Most of the novel is taken up with Comet’s past, with only a small part set in 2005/2006, where we learn of his adventures as an unhappy runaway child during the last days of the Second World War, of his true love that is stolen away, and pride and purpose he finds as a career librarianist. What sustains the novel is Bob, who is sort of a straight man surrounded by a number of outsized people like Connie and Ethan – and the ones in the retirement home, as well as June and Ida, who we see in the latter half of the book (and characters straight out of Dickens).

The Librarianist is, perhaps, deWitt’s most accessible novel, though it’s more prone to clichés of the genre than previous tales. I can identify a lot with Bob, an introvert, as well. Still, I found the book effective, with its dark humor and compassion little seen in today’s fiction;  a moving and delightful character study that is warmhearted with a likable hero.

10 July 2019

Books: French Exit by Patrick deWitt (2018)

“Frances Price – tart widow, possessive mother, and Upper East Side force of nature – is in dire straits, beset by scandal and impending bankruptcy. Her adult son Malcolm is no help, mired in a permanent state of arrested development.

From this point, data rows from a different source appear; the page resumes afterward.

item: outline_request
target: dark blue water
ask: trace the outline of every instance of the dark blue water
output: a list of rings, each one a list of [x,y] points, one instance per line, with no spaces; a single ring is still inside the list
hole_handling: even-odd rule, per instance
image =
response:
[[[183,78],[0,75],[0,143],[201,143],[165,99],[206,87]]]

And then there’s the Prices' aging cat, Small Frank, who Frances believes houses the spirit of her late husband, an infamously immoral litigator and world-class cad whose gruesome tabloid death rendered Frances and Malcolm social outcasts. Putting penury and pariahdom behind them, the family decides to cut their losses and head for the exit. One ocean voyage later, the curious trio land in their beloved Paris, the City of Light serving as a backdrop not for love or romance, but self-destruction and economic ruin – to riotous effect. A number of singular characters serve to round out the cast: a bashful private investigator, an aimless psychic proposing a seance, a doctor who makes house calls with his wine merchant in tow, and the inimitable Mme. Reynard, aggressive houseguest and dementedly friendly American expat.”

Part of the charm of reading Patrick deWitt (Undermajordomo Minor, The Sisters Brothers) is getting wrapped up in his slim plotting that is filled with such wonderful oddness.

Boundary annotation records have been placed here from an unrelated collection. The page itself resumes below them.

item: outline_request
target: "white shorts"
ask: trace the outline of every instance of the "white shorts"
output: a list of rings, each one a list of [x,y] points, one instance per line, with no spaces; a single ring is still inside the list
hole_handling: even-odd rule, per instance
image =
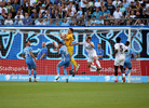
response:
[[[114,66],[124,66],[125,58],[117,58],[114,59]]]
[[[91,54],[89,54],[89,56],[87,56],[87,63],[92,63],[94,60],[94,56],[97,57],[96,51],[93,52],[93,53],[91,53]]]

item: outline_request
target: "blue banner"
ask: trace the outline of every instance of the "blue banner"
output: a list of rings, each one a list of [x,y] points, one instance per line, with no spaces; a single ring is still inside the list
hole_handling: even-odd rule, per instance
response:
[[[55,81],[56,76],[37,76],[38,81]],[[113,82],[114,76],[67,76],[68,81],[83,81],[83,82]],[[0,81],[29,81],[28,75],[0,75]],[[33,81],[33,76],[32,76]],[[122,77],[118,76],[119,82],[122,82]],[[149,77],[131,76],[131,82],[148,82]],[[58,81],[66,81],[65,76],[60,76]],[[126,77],[127,82],[127,77]]]
[[[26,26],[25,26],[26,27]],[[10,29],[10,30],[0,30],[0,43],[1,45],[1,55],[2,59],[23,59],[22,53],[25,48],[25,41],[29,40],[32,46],[32,53],[38,55],[42,49],[42,42],[45,42],[48,48],[48,59],[59,59],[60,56],[56,51],[54,51],[54,45],[52,41],[58,43],[60,41],[59,31],[66,29],[60,27],[48,27],[48,28],[37,28],[37,29],[27,29],[21,27],[19,29]],[[6,28],[6,27],[5,27]],[[78,27],[79,28],[79,27]],[[121,28],[121,27],[120,27]],[[8,29],[8,28],[6,28]],[[128,29],[125,30],[111,30],[111,29],[94,29],[94,27],[80,27],[73,32],[74,42],[82,42],[85,40],[85,37],[92,36],[92,41],[95,44],[95,50],[97,49],[97,43],[101,43],[101,49],[104,50],[104,59],[112,59],[111,54],[113,53],[113,45],[116,43],[116,38],[121,37],[121,42],[125,42],[128,39]],[[136,54],[139,55],[139,59],[149,59],[149,28],[145,27],[133,27],[131,30],[131,46]],[[84,46],[76,45],[73,49],[73,58],[76,59],[86,59],[86,52]]]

In French Exit, we get a strange tale filled with strange people and –perhaps- a magical cat. Neither Francis or Malcolm (or most of the people they interact with) for the most part are very likable -but I believe that’s part of the charm of this satirical short novel. As the blurb on the paperback version says, you may never “invite them over to dinner, but they sure make for fun reading.” Both are utterly and hilariously dysfunctional, including Franklin (the husband and father who died 20 years ago) who we see through flashbacks and other descriptions. The book also moves rapidly from one unbelievable situation to the next.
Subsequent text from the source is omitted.